El silencio

Recibí un sobre sin remite con un montón de pelos cortos y duros, como los de las cejas, en su interior. Tuve miedo porque las partes del cuerpo asustan más que el cuerpo entero. Esto fue un lunes, creo. El viernes de la misma semana, cuando firmaba ejemplares de mi última novela en una librería, se acercó una señora que me pareció rara sin saber por qué. Lo averigüé enseguida: llevaba las cejas completamente depiladas. Me puse en guardia, claro, por si se tratara de la loca que me había hecho llegar aquel regalo, pero ni hizo ni dijo nada sospechoso. A la semana siguiente recibí un sobre con fragmentos de uñas. Tuve miedo de nuevo por las razones señaladas más arriba.

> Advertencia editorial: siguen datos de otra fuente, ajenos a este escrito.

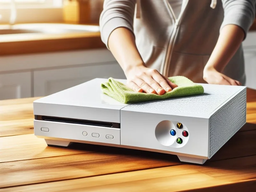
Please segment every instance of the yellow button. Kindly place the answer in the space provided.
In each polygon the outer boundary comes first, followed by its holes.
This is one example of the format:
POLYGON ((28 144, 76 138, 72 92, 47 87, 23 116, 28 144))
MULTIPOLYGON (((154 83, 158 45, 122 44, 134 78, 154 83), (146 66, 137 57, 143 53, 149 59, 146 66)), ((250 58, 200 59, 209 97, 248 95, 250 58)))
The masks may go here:
POLYGON ((182 129, 183 127, 183 125, 180 123, 178 123, 177 124, 177 128, 179 129, 182 129))

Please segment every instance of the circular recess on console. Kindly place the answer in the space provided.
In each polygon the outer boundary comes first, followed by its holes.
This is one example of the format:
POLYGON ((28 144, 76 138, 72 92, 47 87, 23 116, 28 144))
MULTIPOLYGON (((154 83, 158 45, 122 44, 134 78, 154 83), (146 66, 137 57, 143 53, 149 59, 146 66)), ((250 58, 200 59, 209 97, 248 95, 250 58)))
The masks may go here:
POLYGON ((86 136, 86 135, 87 135, 87 132, 86 132, 86 131, 83 132, 82 134, 83 134, 83 135, 84 135, 84 136, 86 136))
POLYGON ((175 142, 177 135, 175 131, 175 125, 172 122, 167 120, 161 121, 158 124, 156 128, 155 134, 156 139, 161 144, 164 146, 170 146, 175 142), (172 135, 171 132, 175 134, 172 135))

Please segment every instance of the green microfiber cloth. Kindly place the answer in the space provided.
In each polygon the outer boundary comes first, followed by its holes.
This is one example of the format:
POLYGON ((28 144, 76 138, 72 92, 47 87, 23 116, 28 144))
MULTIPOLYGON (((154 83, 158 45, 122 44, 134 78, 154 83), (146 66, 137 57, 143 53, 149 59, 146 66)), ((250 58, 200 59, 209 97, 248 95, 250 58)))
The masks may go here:
POLYGON ((204 88, 202 85, 194 83, 185 77, 175 76, 168 78, 178 87, 161 95, 136 92, 112 77, 109 78, 108 82, 102 83, 101 88, 103 93, 123 103, 162 100, 199 95, 204 92, 204 88))

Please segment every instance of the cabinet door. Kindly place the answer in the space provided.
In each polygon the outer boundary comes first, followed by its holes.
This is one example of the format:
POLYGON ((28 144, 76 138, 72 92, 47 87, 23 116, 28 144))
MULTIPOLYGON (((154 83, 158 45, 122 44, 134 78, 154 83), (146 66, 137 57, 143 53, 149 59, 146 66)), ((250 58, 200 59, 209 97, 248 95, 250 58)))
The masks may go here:
POLYGON ((0 75, 0 100, 30 97, 31 73, 17 73, 0 75))
POLYGON ((34 72, 35 97, 48 95, 96 78, 125 78, 117 63, 34 72))
POLYGON ((244 50, 245 74, 246 76, 246 85, 256 89, 256 48, 244 50))

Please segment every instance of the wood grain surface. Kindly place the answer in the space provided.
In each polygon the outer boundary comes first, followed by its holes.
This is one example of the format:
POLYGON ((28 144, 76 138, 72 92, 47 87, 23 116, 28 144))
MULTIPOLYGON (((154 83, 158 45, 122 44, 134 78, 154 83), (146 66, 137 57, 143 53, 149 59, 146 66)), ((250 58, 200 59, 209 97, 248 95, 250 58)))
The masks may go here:
POLYGON ((49 147, 34 135, 33 101, 0 101, 0 191, 244 191, 256 189, 256 91, 247 123, 203 165, 175 156, 75 143, 49 147))

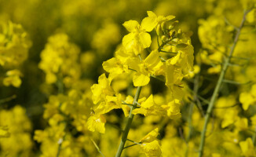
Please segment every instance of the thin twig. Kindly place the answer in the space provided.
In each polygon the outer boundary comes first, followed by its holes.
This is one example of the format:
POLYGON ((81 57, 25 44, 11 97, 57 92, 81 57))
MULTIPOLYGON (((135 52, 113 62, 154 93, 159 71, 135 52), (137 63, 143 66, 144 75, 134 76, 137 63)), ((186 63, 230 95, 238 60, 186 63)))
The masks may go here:
POLYGON ((214 93, 213 93, 213 95, 211 97, 211 99, 210 100, 210 104, 209 104, 209 106, 208 106, 208 108, 207 108, 207 115, 205 116, 203 129, 203 131, 201 133, 201 140, 200 140, 200 144, 199 144, 199 157, 203 156, 203 147, 204 147, 204 143, 205 143, 205 134, 206 134, 206 131, 207 131, 207 124, 208 124, 208 122, 209 122, 209 119, 210 119, 210 114, 212 112, 212 110, 214 108, 214 103, 215 103, 215 100, 216 100, 216 99, 218 97, 218 93, 219 93, 219 90, 220 90, 221 85, 222 83, 224 76, 225 76, 225 72, 227 71, 227 68, 229 67, 230 59, 231 59, 231 57, 232 56, 232 53, 233 53, 233 52, 235 50, 235 47, 236 47, 236 43, 238 42, 238 39, 239 39, 239 37, 240 37, 240 31, 241 31, 242 27, 243 27, 244 22, 246 20, 246 16, 247 15, 247 13, 250 11, 251 10, 246 11, 243 13, 243 16, 240 26, 239 29, 237 30, 237 32, 236 32, 236 37, 235 37, 235 39, 234 39, 234 42, 233 42, 233 44, 232 44, 232 47, 230 49, 229 57, 225 60, 223 68, 222 68, 222 70, 221 71, 221 75, 220 75, 219 78, 218 80, 218 82, 217 82, 217 85, 215 86, 214 93))
POLYGON ((105 156, 103 155, 103 153, 101 152, 100 148, 97 145, 97 144, 95 143, 95 141, 94 141, 92 138, 90 138, 90 141, 92 141, 93 144, 94 144, 95 148, 96 148, 97 150, 99 152, 99 153, 101 155, 101 156, 105 157, 105 156))

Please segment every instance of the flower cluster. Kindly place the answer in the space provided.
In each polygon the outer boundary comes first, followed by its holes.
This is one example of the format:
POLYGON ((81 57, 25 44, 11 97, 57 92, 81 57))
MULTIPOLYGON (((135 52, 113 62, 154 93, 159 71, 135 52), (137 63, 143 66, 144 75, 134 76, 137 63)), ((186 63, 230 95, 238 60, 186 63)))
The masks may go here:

Poco después, firmando libros en otro establecimiento, una mano con las uñas exageradamente cortas depositó un ejemplar sobre la mesa. Al levantar la cabeza, comprobé que la mano sin uñas pertenecía a la señora de las cejas depiladas, que tampoco en esta ocasión se portó de forma sospechosa. Durante los siguientes días abrí el correo con aprensión, por si me llegara una oreja, un dedo, un diente, un ojo de cristal... No hubo nada, lo que fue en parte un alivio y en parte una decepción. Me molestaba que la historia acabara así, inconclusa, como la mayoría de las historias reales. Entonces, pasados unos meses, cuando ya había olvidado el incidente, estaba tomándome el gin-tonic de media tarde en la barra de un bar, cuando se sentó a mi lado la señora de las cejas depiladas y las uñas cortas, que se había dejado crecer las unas y las otras. Me preguntó si tenía un cigarrillo y le dije que no. Me pidió la hora y le di una cualquiera, la primera que me vino a la cabeza. Molesta, se levantó y se fue. A los pocos días recibí un sobre en cuyo interior no había uñas ni cejas, no había nada. Y entonces sí que pasé miedo de verdad. El silencio es lo peor.